Às vezes, penso que não te larguei por pura teimosia, orgulho feminino, aquela mania muito estúpida de pensar que quem nos deixou cair está sempre a tempo de se redimir. Um dia havias de voltar, como fazem os cães, para lamber a mão do dono, os amigos arrependidos ou os irmãos desavindos. Outras vezes, apercebo-me de que não te deixei cair porque me alimentas a veia, és uma droga dura, muito boa, como todas as drogas, mas isso é o que oiço dizer, porque nunca experimentei.(...)
Queria acreditar que te esqueceria quando alguém, finalmente, ocupasse o teu lugar. Mas o coração não é um motor, não lhe podes trocar peças, tirar aquela porque emperrou e substituí-la por esta só porque o faz mais feliz. Ainda tentei esse método, não resultou, encostei à box, ri-me outra vez de mim e descontraí.

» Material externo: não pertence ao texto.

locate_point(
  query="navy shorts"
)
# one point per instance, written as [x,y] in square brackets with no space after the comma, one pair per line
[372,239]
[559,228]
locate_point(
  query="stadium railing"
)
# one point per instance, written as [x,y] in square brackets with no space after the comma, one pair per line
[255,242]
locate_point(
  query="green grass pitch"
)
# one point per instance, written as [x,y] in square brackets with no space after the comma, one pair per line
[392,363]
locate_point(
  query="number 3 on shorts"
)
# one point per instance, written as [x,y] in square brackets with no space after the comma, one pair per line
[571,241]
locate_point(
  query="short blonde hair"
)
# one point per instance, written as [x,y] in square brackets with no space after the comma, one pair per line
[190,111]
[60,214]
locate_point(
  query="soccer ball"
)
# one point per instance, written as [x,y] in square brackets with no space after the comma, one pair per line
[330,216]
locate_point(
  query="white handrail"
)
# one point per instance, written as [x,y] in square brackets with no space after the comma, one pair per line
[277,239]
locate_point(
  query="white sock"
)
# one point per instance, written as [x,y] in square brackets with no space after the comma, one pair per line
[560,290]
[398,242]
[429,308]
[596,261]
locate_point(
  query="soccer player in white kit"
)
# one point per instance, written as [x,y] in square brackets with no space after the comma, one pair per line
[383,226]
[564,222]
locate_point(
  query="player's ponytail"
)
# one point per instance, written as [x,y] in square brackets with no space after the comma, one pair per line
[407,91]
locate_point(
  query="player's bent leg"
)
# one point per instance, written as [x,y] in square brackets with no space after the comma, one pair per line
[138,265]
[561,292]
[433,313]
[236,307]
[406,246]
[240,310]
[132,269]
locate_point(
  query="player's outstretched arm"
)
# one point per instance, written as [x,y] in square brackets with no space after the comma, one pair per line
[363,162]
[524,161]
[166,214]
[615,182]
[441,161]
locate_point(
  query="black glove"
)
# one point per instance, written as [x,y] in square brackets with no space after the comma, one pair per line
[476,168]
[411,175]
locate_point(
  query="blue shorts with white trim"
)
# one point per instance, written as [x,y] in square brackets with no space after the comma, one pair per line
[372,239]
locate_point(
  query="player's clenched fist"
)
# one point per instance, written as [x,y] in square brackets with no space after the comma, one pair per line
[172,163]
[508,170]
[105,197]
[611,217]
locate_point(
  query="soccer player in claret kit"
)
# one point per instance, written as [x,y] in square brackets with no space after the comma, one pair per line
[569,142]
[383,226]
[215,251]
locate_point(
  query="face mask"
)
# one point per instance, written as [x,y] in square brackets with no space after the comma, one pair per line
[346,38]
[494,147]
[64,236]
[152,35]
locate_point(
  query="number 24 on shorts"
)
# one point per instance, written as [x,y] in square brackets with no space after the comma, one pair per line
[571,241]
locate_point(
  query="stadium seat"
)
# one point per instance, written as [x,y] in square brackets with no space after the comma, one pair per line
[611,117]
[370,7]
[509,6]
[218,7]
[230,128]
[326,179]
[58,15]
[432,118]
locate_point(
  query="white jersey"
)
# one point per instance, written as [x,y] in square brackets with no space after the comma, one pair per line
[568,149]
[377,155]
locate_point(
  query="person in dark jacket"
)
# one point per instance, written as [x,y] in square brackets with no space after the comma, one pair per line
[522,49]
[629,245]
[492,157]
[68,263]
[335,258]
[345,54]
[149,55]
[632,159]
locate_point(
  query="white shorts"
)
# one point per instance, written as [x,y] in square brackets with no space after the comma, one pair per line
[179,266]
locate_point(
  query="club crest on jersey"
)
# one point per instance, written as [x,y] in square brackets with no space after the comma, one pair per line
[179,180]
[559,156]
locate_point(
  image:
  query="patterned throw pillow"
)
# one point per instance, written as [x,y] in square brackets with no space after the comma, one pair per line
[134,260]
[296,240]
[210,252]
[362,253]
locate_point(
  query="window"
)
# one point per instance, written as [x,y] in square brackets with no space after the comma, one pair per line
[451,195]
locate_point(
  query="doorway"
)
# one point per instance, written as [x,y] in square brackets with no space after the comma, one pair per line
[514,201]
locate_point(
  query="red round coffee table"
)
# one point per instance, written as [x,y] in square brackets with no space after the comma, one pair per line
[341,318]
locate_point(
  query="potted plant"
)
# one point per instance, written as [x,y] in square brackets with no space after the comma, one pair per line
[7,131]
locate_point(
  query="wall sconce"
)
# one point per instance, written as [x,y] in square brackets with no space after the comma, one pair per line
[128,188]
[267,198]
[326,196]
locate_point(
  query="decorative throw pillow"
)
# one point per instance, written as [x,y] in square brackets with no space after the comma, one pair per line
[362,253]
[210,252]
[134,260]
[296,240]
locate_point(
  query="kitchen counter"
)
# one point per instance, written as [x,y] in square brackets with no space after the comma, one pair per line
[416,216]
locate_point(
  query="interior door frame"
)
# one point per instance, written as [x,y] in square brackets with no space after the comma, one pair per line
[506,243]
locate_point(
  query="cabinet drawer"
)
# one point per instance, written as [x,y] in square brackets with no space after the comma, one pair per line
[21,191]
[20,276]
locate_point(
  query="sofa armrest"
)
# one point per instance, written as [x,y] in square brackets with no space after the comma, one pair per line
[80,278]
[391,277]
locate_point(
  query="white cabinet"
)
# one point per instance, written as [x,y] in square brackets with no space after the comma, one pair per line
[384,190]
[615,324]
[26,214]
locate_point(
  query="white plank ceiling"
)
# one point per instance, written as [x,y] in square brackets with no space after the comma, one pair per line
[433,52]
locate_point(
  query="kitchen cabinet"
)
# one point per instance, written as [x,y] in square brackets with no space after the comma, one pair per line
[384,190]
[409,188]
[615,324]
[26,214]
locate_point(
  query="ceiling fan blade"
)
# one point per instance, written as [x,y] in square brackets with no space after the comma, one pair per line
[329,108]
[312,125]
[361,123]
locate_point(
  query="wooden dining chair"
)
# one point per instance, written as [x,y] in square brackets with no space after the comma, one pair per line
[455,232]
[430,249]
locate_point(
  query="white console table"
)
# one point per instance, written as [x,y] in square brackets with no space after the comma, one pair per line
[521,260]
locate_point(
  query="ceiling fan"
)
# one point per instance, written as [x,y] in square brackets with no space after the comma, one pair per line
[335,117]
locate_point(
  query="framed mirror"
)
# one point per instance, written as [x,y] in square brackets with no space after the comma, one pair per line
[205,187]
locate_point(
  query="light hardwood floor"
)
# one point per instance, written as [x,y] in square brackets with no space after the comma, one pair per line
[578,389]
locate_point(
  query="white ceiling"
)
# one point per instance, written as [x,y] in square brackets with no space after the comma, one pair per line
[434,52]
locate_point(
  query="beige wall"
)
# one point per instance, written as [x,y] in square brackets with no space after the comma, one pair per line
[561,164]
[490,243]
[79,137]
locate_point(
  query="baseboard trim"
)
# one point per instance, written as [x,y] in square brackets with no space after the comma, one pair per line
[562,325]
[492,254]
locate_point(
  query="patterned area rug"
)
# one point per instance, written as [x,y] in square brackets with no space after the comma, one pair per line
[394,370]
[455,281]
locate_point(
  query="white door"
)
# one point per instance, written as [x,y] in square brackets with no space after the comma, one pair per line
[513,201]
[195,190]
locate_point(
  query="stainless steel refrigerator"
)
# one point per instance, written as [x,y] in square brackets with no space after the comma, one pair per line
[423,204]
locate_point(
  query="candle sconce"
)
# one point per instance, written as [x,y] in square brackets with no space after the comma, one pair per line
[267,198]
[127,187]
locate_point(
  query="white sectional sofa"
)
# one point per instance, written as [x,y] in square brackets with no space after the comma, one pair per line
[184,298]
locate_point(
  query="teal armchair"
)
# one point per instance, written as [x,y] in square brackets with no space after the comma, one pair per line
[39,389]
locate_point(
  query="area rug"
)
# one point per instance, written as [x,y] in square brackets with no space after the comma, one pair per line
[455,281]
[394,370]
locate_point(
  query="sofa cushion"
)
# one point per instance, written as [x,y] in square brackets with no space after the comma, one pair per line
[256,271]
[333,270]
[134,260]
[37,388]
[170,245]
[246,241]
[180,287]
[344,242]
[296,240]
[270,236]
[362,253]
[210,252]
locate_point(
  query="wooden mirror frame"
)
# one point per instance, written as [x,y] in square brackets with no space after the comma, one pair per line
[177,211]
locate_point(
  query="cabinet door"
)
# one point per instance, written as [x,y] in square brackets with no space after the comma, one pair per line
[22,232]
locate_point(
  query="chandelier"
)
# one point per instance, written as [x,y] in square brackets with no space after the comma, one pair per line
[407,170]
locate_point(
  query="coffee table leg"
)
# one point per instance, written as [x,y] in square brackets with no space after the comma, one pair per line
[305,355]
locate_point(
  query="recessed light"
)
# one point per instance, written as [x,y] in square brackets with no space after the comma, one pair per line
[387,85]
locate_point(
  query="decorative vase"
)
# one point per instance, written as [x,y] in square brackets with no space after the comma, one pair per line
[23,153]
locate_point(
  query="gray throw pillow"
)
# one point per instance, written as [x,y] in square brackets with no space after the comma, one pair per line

E, como reza a história, foi quando desisti de lutar que venci.
O gato nunca mais apareceu, talvez tenha finalmente percebido, tanto tempo depois, que a Alice já não mora aqui. A confusão é o início de uma nova realidade e percebi que sou muito mais feliz num jardim sem gatos pendurados nas árvores, nem coelhos apressados que atiram pessoas para o poço no fundo do qual há uma porta fechada, uma maçaneta que fala e poções que nos fazem ficar mais pequenos ou maiores, consoante o número de gotas.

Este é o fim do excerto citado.